The 31 March manifestation will occur a day after the ICEM’s North America affiliates meet in Alma in the first of two bi-annual meetings. Protestors will assemble at 13h30 at the Galeries Lac St-Jean shopping mall and march to Parc le Festiv Alma for the manifestation that begins at 15h. (See full manifestation flyer here.)

Maltais and Farrell reported today on their two-week mission that saw them get support from Rio Tinto’s borax miners in Southern California. International Longshore & Warehouse Union (ILWU) Local 30 faced its own lockout from the world’s second largest resources company, and USW Local 9490 was keen to learn their fightback strategy.

From those late February meetings both in Boron and Los Angeles, Maltais and Farrell journeyed to the state of Utah where they met with USW local union leaders at Rio’s Kennecott Copper mines. Some 1,000 steelworkers and members of other unions, including the International Association of Machinists (IAM), waged a bitter six-month strike there in 2002-03.

From 4 to 9 March, the Canadians were in Australia and New Zealand. In Australia, their message was heard by hundreds of delegates at separate forums of the Maritime Union of Australia (MUA) and the Australian Manufacturing Workers’ Union (AMWU) in Brisbane. On 5 March, Australian supporters including members of the Construction, Forestry, Mining and Energy Union (CFMEU), the MUA, AMWU and Australian Workers’ Union (AWU) joined Maltais and Farrell in a protest against Rio Tinto on Queen Street in Brisbane.

At the mass MUA meeting there on 6 March, the two were surprised to see the MUA selling Syndicat des Métallos d’Alma’s trademark orange shirts, emblazoned “Australia and New Zealand Mining and Maritime Union Fight War on Rio Tinto’s Workers.” Proceeds and other donations were give the two, including from a stop at Rio Tinto’s Bell Bay, Tasmania, aluminium smelter that was hosted by the AWU, the union fighting for a first enterprise agreement there.

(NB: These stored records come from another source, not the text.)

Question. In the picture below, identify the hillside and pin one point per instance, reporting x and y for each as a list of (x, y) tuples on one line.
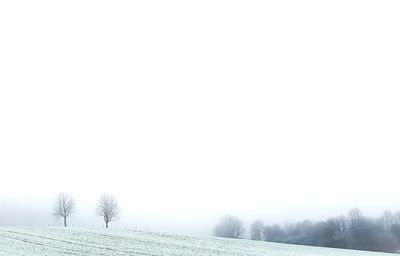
[(52, 241)]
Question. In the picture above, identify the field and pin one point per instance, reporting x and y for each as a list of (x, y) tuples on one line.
[(52, 241)]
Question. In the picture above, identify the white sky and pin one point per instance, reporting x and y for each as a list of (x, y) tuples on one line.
[(188, 110)]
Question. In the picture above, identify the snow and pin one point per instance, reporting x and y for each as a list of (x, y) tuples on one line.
[(52, 241)]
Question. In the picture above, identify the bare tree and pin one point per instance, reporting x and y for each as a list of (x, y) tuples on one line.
[(229, 226), (355, 217), (107, 207), (256, 230), (64, 206)]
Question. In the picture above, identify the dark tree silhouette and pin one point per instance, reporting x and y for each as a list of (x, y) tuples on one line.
[(107, 208), (64, 206)]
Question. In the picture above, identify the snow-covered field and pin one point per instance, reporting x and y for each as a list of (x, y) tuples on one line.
[(50, 241)]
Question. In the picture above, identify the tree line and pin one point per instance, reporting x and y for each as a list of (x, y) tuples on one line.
[(107, 207), (351, 231)]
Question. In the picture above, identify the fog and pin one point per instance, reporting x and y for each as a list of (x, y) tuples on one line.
[(189, 111)]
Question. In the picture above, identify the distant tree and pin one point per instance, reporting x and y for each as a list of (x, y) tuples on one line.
[(386, 242), (256, 230), (64, 206), (107, 208), (230, 227), (355, 217)]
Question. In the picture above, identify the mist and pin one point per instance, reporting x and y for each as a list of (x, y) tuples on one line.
[(186, 112)]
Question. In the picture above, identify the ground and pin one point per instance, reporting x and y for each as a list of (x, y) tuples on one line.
[(52, 241)]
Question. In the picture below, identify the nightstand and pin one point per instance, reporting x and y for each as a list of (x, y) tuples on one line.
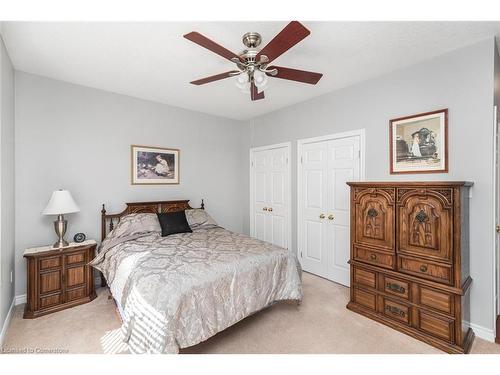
[(59, 278)]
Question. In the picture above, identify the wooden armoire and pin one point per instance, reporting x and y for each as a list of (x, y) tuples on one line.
[(410, 259)]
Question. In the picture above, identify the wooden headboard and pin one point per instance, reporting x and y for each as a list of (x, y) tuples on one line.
[(108, 221)]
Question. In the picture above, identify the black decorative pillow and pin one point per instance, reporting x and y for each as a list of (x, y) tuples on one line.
[(173, 222)]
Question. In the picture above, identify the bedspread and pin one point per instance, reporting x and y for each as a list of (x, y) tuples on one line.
[(179, 290)]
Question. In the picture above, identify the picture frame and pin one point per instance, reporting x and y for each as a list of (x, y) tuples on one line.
[(419, 143), (154, 165)]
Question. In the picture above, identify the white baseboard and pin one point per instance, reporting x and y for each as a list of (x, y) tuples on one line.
[(20, 299), (483, 333), (6, 323)]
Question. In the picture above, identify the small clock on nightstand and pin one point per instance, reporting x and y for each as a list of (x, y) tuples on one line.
[(59, 278)]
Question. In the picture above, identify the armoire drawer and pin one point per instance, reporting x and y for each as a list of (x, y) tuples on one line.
[(377, 258), (395, 286), (434, 299), (435, 325), (396, 310), (439, 272), (364, 277), (365, 298)]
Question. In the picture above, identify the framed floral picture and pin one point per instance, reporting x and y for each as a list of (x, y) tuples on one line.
[(419, 143), (154, 165)]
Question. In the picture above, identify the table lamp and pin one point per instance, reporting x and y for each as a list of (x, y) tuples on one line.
[(61, 202)]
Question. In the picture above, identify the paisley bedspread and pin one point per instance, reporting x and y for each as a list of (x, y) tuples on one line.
[(179, 290)]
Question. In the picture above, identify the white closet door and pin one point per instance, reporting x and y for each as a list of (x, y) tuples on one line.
[(260, 184), (324, 219), (270, 195), (277, 193), (342, 165), (313, 203)]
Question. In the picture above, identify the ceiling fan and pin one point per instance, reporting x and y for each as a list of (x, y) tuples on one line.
[(253, 63)]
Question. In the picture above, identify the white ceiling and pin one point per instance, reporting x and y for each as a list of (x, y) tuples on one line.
[(154, 62)]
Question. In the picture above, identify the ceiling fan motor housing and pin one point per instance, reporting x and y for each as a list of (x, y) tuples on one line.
[(252, 39)]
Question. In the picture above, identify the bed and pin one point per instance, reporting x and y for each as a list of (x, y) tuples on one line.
[(176, 291)]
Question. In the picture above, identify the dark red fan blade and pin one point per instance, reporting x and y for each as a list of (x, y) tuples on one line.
[(210, 45), (293, 33), (213, 78), (296, 75), (254, 93)]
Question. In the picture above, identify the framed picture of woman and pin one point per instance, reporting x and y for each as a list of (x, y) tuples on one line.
[(419, 143), (154, 165)]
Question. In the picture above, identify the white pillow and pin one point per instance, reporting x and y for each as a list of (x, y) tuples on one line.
[(136, 223), (198, 218)]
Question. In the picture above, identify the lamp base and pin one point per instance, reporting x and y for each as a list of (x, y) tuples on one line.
[(62, 243), (60, 226)]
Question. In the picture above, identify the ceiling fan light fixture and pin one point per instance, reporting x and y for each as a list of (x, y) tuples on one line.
[(242, 80), (260, 79)]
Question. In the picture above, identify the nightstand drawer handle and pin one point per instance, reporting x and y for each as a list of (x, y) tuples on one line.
[(395, 311), (395, 288)]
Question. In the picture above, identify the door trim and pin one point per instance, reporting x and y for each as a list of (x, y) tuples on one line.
[(288, 203), (300, 144), (496, 256)]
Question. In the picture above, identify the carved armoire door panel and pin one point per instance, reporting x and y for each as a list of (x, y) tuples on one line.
[(374, 218), (425, 226)]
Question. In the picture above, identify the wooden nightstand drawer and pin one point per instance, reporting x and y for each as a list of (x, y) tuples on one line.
[(59, 278), (50, 262), (75, 258), (75, 276)]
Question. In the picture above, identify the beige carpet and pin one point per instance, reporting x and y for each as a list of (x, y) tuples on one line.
[(321, 324)]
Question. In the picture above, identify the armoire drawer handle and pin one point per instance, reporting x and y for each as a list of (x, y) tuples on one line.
[(395, 288), (395, 311)]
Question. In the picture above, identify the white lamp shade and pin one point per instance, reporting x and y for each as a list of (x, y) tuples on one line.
[(61, 202)]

In New Zealand, the visit from 7-9 March sponsored by ICEM affiliate Engineering Printing & Engineering Union (EPMU) and the Maritime Union of New Zealand (MUNZ), included a meeting with Rio Tinto aluminium producing workers at the Tiwai Point smelter in Invercargill. It also included another demonstration, this time on 9 March in front of Rio Tinto offices in Wellington.

Throughout the western US trip and the Australia/New Zealand union-building visits, Maltais and Farrell had along a union banner to which trade unionists signed their name and pledge to join the Alma lockout fight. That banner was unfurled and hung in Local 9490’s union hall this morning.

While the two were concluding their trip in New Zealand, back home in Alma, on 8 March, International Women’s Day, women’s-only forum was held attended by 100 spouses and women workers. The event was billed as a unique chance to share experiences of the then 68-day lockout, the hardships, the loss of income and the emotional turmoil inflicted by a rich multinational on citizens of Québec Saguenay-lac-Saint-Jean region.

With a call two weeks ago by provincial Premier Jean Charest to return to bargaining still unheeded by the company, the experience of pain, sacrifice and uncertain futures is sure to continue for the 780 families and for even more in the wider community who depend on the family-supporting pay days from the Alma smelter.